E que diferença faz ler mais mulheres? 

Obviamente, essa é uma opinião minha, e há várias outras formas de valorizar a mulher. Eu me agarro a essa ação porque, bem, sou uma leitora e me parece uma forma muito simples de corrigir algumas injustiças de gênero.

Não sou nenhuma especialista, e falo bem por cima daquilo que provavelmente você, leitor(a), também já sabe. Houve tempos em que mulheres não podiam escrever, muito menos publicar seus escritos. Daí tantos pseudônimos cujos reflexos incidem até hoje. J. K. Rowling, por exemplo, se viu obrigada a publicar seus livros dessa forma, e não como Joanne Rowling, porque, à primeira vista, seria tida como um escritor masculino, e, portanto, mais convincente (ou rentável, se preferir). Na historiografia também, há inúmeros registros que partem do ponto de vista apenas masculino. E, claro, no campo fictício não era diferente. Quer um exemplo? No livro “Eu, Tituba, Bruxa Negra de Salem”, Conceição Evaristo ressalta que a narrativa de Maryse Condé oferece ao público outra versão sobre o episódio conhecido como “o julgamento das bruxas de Salem”. Afinal, a versão que ficou conhecida é a obra de Arthur Miller e sua peça teatral “As Bruxas de Salem”, que segue a tradição da literatura e do teatro, colocando a figura masculina como herói-protagonista, enquanto Condé resgata o protagonismo da figura feminina (e negra escravizada), valorizando suas crenças e o desejo de produzir a cura e o bem das pessoas. Veja, tanto a obra de Miller como a de Condé se apropriam do mesmo fato histórico, mas uma carrega anos de prestígio simplesmente por seguir a tradição (homem na literatura como autor e herói), enquanto a outra busca reparação historiográfica (um ponto de vista e o protagonismo femininos).

Também gosto de lembrar de um fato apontado por Virginia Woolf em sua obra “Um teto todo seu”, em que entre inúmeras considerações, a ensaísta ironiza sobre como é mais fácil para um homem escrever algo de maior qualidade, já que não precisa ficar escondendo seu manuscrito toda vez que alguém resolve adentrar seu espaço privado; daí uma das importâncias de a mulher ter um teto todo seu.

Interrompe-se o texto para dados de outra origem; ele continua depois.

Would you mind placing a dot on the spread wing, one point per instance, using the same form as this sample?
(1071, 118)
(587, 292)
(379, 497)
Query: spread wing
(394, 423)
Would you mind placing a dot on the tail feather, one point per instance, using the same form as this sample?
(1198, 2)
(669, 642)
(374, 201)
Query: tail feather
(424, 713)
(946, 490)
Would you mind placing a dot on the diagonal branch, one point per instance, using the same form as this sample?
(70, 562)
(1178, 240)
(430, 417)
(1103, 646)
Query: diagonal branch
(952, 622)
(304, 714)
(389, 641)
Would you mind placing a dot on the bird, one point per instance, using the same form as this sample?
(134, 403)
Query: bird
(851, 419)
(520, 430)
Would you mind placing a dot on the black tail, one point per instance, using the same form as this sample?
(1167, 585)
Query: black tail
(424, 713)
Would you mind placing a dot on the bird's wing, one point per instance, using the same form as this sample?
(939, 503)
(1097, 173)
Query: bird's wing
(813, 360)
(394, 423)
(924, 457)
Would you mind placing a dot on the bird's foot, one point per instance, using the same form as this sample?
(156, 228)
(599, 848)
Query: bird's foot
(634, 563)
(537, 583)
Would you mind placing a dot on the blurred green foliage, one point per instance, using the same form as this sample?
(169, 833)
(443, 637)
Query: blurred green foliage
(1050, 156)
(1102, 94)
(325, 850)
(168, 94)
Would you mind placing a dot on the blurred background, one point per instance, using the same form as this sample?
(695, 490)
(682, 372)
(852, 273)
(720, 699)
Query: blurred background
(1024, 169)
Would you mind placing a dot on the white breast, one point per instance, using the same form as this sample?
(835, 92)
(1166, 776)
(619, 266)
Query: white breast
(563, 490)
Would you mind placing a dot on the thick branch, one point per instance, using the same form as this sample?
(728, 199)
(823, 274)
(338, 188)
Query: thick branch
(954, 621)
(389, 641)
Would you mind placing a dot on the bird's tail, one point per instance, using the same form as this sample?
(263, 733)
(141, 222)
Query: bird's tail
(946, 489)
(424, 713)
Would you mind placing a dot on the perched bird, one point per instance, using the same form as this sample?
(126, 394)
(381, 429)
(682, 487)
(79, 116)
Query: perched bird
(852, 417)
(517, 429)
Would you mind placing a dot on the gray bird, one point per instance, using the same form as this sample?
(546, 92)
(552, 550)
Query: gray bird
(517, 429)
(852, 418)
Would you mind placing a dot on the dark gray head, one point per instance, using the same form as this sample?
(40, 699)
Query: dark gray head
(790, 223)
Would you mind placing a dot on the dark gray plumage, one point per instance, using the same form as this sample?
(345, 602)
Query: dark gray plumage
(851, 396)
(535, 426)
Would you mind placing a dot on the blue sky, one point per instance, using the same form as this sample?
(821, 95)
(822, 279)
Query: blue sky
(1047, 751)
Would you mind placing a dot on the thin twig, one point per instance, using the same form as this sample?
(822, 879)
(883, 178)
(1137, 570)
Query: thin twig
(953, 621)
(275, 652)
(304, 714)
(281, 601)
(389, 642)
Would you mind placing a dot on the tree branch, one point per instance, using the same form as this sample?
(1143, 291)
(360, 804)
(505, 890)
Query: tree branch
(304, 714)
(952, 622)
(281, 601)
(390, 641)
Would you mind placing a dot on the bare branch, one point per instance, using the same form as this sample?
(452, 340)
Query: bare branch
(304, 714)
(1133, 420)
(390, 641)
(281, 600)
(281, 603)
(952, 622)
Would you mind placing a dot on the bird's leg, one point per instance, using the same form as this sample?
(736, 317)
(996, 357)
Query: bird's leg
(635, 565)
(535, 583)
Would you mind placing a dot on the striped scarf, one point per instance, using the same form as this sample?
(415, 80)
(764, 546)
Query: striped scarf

Hoje é notório que a maioria dos perfis em redes sociais voltados para a literatura seja de mulheres e que há mais autoras mulheres que homens. Ainda assim, infelizmente, se lê mais livros escritos por homens que por mulheres. O motivo? Acredito que tenha a ver com a mesma tradição que consagrou a obra de Arthur Miller e que impulsionou a decisão de J.K. Rowling e de tantas outras autoras a publicarem seus livros com um nome que não revelasse inicialmente seu gênero. Mas isso pode ser mudado. Basta hoje você escolher um livro escrito por mulher. Um dia, quem sabe, tal ação não precise ser deliberada, e aconteça puramente pela razão de haver tantos livros em sua estante escritos por mulheres quanto homens ou até mais.

Feliz Dia da Mulher. Que a luta continue, nos mais pequenos espaços, nos mais pequenos atos.